Document Markup and Publishing

Issues are frequently encountered when publishing documents online. Some pitfalls are technical or typographical, while others are generally the result of the author or publisher being unaware of the problems caused by the use of desktop publishing software, particularly that of Microsoft Office.

Table of Contents

  • Professional Document Management
  • Microsoft-Office Problems
  • Portable Document Format
  • TeX and LaTeX
  • Cover designs may vary

    Professional Document Management

    Do not use WYSIWYG Applications

    Business and non-technical users love WYSIWYG (What You See Is What You Get) applications, like MS-Word or Powerpoint.

    But WYSIWYG is notorious for generating bad markup, leading to illegal encoding, the retention of meaningless or empty proprietary-tags, bad tabling, etc..

    For professional management of paper-based and browser-based documentation, the problems caused by bad markup far outweigh the ease-of-use benefits of WYSIWYG. Therefore, the use of WYSIWG applications is best avoided.

    Microsoft-Office Problems

    Although we consider only technical document publishing, many of the comments on this page apply also to other kinds of documents.

    Do not Post MS-Word Documents

    You should not post MS-Word documents on line. If you do then you are condemning your visitors to use preparatory software they may not possess - or wish to possess.

    Further, as many people know to their cost, MS-Word documents do not format identically on identical platforms.

    MS-Office & Open-Office

    MS-Office is used extensively by business, but documents produced by this software should be converted to pdf before posting on line. Users of Open Office can do this very easily.

    Portable Document Format

    Portable Document Format pdf is the internationally recognised standard for distributing documents electronically.

    It conforms to ISO paper-size formats, handles jpg files and hyper-links well, and can easily be password encrypted.

    Sometimes it is useful to have a pdf version of an html page, particularly if the text is extensive or has complicated typography (like mathematics). You will almost certainly have a link from the html page to the pdf file - but make certain you also have a hypertext (URL) link from the pdf file back to the specific html page. This is necessary because search engines will sometimes record the presence of a pdf file but not the corresponding html page.

    Free viewers

    Viewers for pdf are freely available. Most people have heard of the Adobe Acrobat, but there is also Ghostview, xpdf and kpdf, Foxit, etc.

    The use of pdftex or pdflatex is recommended for producing pdf documents.

    Distiller

    This application is sometimes prescribed for creating, editing, and manipulating pdf files. Unfortunately, distiller often produces very large files - sizes of a few Megabytes are not usual for documents of only several pages. The source of the problem may lie with the original form (eg MS-Word) of the document, rather than distiller itself. For this reason, TeX/LaTeX is to be preferred.

    TeX and LaTeX

    These are not word-processing programs, like MS-Word, but complete type-setting applications. They ensure correct letter-spacing, shape and justification, and produce a properly-finished, professional document - read the Wikipedia entry. Further, TeX and LaTeX are free and run on MS-Windows as well as unix-flavour systems.
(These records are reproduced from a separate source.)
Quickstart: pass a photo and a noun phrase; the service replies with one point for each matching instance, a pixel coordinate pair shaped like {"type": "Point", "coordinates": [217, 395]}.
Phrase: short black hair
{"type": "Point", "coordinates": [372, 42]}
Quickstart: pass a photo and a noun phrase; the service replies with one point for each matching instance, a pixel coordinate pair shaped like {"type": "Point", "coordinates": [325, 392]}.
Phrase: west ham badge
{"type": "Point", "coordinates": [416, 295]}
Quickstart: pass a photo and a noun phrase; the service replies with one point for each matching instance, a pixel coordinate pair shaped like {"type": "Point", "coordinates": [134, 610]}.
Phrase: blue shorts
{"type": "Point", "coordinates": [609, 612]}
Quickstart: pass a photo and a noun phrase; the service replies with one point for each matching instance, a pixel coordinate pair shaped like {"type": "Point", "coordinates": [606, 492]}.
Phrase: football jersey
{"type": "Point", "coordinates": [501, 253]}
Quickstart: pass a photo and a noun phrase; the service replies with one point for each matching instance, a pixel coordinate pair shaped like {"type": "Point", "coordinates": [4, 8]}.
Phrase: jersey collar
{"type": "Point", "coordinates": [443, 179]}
    There are also commercially available variants of TeX/LaTeX for those users who require support. The most well-known are pctex and Scientific Word. Many people use - and seem to like - Scientific Word. I do not recommend it, however, since it sometimes generates non-portable files - thus defeating one of the advantages of TeX and LaTeX - and seems also occasionally to have associated printing and BibTeX problems.